Trump is also leaning even further into unilateralism, which was predictable given that he entered office this time around without many of the geopolitical constraints he had previously. In 2017, for instance, he inherited two coalitional wars with U.S. troop involvement (Afghanistan and the counter-ISIS campaign), and his hands were tied in regard to Iran by the coalitional diplomatic approach embodied in the 2015 Joint Comprehensive Plan of Action. Similarly, the constraints of the global trading system, which the first Trump administration had already sought to reduce, were reduced still further in the intervening years by efforts after the COVID-19 pandemic to create greater resiliency. Economically, Trump had a much freer hand to play in 2025, and as such he could pursue his maximalist approach to tariffs.
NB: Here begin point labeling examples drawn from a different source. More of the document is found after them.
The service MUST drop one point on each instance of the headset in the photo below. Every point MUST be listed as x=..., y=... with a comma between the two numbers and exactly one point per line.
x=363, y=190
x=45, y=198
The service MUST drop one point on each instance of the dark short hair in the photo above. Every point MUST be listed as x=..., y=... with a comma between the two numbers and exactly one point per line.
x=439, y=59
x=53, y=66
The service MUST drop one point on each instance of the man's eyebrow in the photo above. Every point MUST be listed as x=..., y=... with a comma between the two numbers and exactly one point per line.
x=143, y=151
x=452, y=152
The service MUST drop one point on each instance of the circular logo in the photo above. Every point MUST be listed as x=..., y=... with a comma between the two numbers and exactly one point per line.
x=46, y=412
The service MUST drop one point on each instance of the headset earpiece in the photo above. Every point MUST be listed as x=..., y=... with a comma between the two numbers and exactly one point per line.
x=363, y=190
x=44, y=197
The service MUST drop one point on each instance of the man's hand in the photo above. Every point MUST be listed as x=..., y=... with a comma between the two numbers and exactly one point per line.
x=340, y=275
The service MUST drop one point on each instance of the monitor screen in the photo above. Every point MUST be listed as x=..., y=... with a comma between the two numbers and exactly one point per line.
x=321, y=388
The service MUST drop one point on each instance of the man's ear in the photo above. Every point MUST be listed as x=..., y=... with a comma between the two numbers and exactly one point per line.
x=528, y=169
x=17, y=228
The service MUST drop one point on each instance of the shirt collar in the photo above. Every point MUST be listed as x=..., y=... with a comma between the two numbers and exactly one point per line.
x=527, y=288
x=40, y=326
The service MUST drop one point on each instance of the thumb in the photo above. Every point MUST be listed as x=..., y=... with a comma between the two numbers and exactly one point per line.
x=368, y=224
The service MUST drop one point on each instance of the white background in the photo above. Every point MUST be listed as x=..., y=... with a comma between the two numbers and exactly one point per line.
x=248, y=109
It was also possible to foresee much rockier civil-military relations this time around. Trump spent much of his first term surrounded by retired military brass, but during the last six months of that term, when their advice increasingly diverged from Trump’s preferences and his base criticized him for giving in to their concerns, Trump concluded that the military was part of a “deep state” that was committed to hobbling him. Trump and his surrogates made clear that they intended to clean house on their return. Although his decision to summarily remove at least 15 senior officers—many of them women or people of color—without reference to specific instances of dereliction was alarming, it was not altogether surprising.